Oft würden Betroffenheitsbekundungen von muslimischen Organisationen nach Anschlägen als eher phrasenhaft wahrgenommen, so ein Experte. Er fordert konkrete Maßnahmen. Und erklärt die Rolle des interreligiösen Dialogs.
Das Gründungsmitglied der Alhambra-Gesellschaft, Murat Kayman, kritisiert die Reaktion von muslimischen Organisationen nach Anschlägen wie jetzt im Fall des mutmaßlich islamistisch motivierten Angriffs in Solingen. Zunächst gebe es Betroffenheitsbekundungen, die er für glaubwürdig halte, sagte der Jurist dem kirchlichen Kölner Internetportal domradio.de (Dienstag). Er denke jedoch, dass diese Reaktionen in der Öffentlichkeit eher phrasenhaft wahrgenommen würden.
Abseits von Betroffenheitsbekundungen passiere nichts, “woran die Öffentlichkeit erkennen könnte, dass die muslimischen Organisationen das Problem des islamistischen Extremismus ernst nehmen”, sagte Kayman. “Es ist nicht erkennbar, dass sie eine Verantwortung dafür verspüren, Maßnahmen einzuleiten, die die Anfälligkeit junger Muslime für radikalisierende Erzählungen erschweren oder verhindern.”
Es zeige sich, dass es immer wieder eine Anfälligkeit für radikale Vorstellungen gebe. Der Jurist betonte: “Es braucht mehr als das passive Von-sich-weisen, es braucht aktive Impulse, die deutlich machen, dass muslimisches Leben als etwas Positives und Bereicherndes für die Allgemeinheit verstanden werden kann.”

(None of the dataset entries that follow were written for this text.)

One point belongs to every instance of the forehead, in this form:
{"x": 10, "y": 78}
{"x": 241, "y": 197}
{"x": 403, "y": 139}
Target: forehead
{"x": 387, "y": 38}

Aus Kaymans Sicht bräuchte es eine “muslimische Selbstverpflichtung”, sich zum Wohl der Gesellschaft zu engagieren, Probleme ernst zu nehmen und Lösungen anzubieten. Organisationen verstünden sich vielmehr “als muslimische Enklaven in Deutschland, als geschlossene Wagenburgen, die sich gegen eine nichtmuslimische Gesellschaft behaupten müssen, um ihre Identität zu bewahren”.
Zu einer realistischen Selbstbetrachtung gehöre auch anzuerkennen, dass dem Islam ein Gewaltpotenzial innewohne – “wie bei jeder anderen Religion auch gibt es neben diesem Friedenspotenzial dieses Gewaltpotenzial zur Abwertung anderer Menschen”, erklärte Kayman. “Die Täter, wie in Solingen, missbrauchen den Glauben eben nicht nur, sondern gebrauchen die Potenziale innerhalb ihres Glaubens, um Gewalt zu rechtfertigen und andere Menschen als Feinde und Gegner wahrzunehmen.” Es müsse definiert werden, wie man negatives Potenzial einhegen könne.
Im interreligiösen Dialog könne es hilfreich sein, sich über die negativen Potenziale des Glaubens auszutauschen: “Wenn gemeinsam diskutiert wird, wie in den unterschiedlichen Religionen die jeweils eigene religiös begründete Gewaltlegitimation überwunden wurde oder überwunden werden kann”, so Kayman.